I’ve got a loop inside kernel. If the condition check fails during the loop, I use break to quit the loop. Using break unexpectedly save me 6 registers per thread. I don’t know why…

It will probably be the result of a compiler optimisation, although it is impossible to say more than that without seeing code. The obvious candidates are dead code removal or some sort of result or function substitution, but that is just pure speculation.

Break disables loop unrolling. Thus less registers

The code relevant is as follow. I’m trying to stop the loop if negtive found. Actually the break is optional. The reason I want to add it is that as long as negtive found during the early iterations, we can stop and save time. But actually this also reports 6 registers when I compile.

shared unsigned char bv[16384];

shared int negtive_flag[512];

for(l = 0; l < 6; l++)

if (!(bv[(h[l]>>3)] & (1<<(7-(h[l]&0x7))))){

      negtive_flag[threadIdx.x] = 1;

      <b>break</b>;

 }

but what if during the loop, “break” is never reached? I mean the condition check never true all through the loops. The I guess it should use as many registers as the case when I don’t use break inside loop. How does the compiler know whether there is really a break that disables the loop unrolling before real run?

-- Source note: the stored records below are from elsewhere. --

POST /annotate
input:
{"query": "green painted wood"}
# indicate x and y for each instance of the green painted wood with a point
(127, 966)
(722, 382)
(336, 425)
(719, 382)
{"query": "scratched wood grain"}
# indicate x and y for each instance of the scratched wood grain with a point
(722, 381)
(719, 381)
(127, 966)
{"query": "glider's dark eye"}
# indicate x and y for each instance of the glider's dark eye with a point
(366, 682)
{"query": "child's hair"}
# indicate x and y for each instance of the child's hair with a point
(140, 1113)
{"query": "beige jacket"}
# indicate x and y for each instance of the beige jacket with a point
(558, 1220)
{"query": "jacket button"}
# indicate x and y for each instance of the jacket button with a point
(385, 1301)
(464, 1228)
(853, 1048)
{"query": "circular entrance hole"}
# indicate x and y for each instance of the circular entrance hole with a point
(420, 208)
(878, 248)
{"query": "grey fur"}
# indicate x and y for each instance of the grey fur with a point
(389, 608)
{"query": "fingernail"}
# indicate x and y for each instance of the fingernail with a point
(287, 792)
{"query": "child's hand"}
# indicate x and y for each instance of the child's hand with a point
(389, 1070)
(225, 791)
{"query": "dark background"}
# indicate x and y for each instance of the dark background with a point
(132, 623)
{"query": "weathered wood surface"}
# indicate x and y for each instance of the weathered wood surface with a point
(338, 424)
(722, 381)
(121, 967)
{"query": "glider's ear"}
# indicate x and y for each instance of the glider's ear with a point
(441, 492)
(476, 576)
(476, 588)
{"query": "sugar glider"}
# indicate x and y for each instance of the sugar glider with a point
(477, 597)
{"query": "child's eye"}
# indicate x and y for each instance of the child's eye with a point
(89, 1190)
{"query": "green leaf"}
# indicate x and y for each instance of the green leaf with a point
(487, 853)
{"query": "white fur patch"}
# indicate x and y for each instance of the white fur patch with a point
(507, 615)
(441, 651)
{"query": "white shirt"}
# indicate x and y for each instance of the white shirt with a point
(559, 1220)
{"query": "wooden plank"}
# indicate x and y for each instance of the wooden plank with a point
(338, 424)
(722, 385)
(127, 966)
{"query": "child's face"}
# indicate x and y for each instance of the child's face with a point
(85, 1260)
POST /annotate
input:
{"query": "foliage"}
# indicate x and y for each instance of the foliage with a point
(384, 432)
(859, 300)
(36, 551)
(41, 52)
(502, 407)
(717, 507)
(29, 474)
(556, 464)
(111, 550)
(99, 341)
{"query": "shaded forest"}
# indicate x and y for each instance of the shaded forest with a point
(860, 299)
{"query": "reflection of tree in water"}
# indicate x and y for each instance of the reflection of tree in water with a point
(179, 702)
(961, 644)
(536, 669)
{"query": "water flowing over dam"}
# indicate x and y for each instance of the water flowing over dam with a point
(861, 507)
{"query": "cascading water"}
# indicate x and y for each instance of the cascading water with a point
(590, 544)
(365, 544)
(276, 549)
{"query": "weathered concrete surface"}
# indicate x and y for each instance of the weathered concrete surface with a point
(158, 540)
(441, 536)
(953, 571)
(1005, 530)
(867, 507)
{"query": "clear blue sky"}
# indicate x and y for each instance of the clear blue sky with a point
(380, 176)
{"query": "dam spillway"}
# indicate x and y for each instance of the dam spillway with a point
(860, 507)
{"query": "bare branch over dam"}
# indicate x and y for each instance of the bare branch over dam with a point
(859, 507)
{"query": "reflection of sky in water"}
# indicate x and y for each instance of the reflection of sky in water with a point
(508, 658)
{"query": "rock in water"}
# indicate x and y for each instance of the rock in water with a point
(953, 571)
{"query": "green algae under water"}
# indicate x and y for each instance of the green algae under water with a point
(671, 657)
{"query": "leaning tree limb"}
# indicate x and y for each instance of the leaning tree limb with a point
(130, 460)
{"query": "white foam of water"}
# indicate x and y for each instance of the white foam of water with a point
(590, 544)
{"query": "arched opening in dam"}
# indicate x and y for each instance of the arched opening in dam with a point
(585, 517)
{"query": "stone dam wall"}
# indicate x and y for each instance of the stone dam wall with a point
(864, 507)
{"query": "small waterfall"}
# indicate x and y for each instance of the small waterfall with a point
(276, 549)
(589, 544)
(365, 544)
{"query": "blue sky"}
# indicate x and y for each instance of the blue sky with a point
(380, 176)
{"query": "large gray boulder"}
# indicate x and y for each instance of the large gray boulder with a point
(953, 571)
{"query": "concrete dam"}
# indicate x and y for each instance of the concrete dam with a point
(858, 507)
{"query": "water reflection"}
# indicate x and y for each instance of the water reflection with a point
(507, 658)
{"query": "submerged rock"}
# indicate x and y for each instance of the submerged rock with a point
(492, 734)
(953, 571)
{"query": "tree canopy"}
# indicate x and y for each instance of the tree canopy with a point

Yep, Sergey nailed it. Without the break statement, that loop has a small, known trip count and nvcc will automatically unroll it. With the break in place, the loop trip count is unknown and the loop unroll won’t happen. That is where the register savings are coming from.

On a side note, I still don’t understand why a break statement disables loop unrolling - wouldn’t it be trivial to implement with a jump out of the unrolled code?

Got ya~ So you mean the automatical unroll of loop with known trip count is finished by the optimized compiler beyond our consciousness. That’s why in this case, it makes no different if we manually unroll or not in terms of register usage.

for (i=0; i<6;i++)

A[i]=A[i]*10;

seemingly uses the same registers as

A[0]=A[0]*10;

A[1]=A[1]*10;

A[2]=A[2]*10;

A[3]=A[3]*10;

A[4]=A[4]*10;

A[5]=A[5]*10;

because it’s already been optimized to unroll during the compile. Is this correct understanding?

Yep, that is pretty much it. You should be able to see the effect if you look at the compiled PTX from nvcc.

Thanks avidday! But how to see this different quantitatively from internal nvcc?

Unrolling the loops is actually increasing the use of registers. What I want to see is what’s the difference before unrolling and after unrolling quantitatively?

You can disable loop unrolling by putting:

#pragma unroll 1

immediately before a loop you do not want to unroll. You can also do partial unrolling with the same option. See Appendix E.2 in the CUDA Programming Guide for details.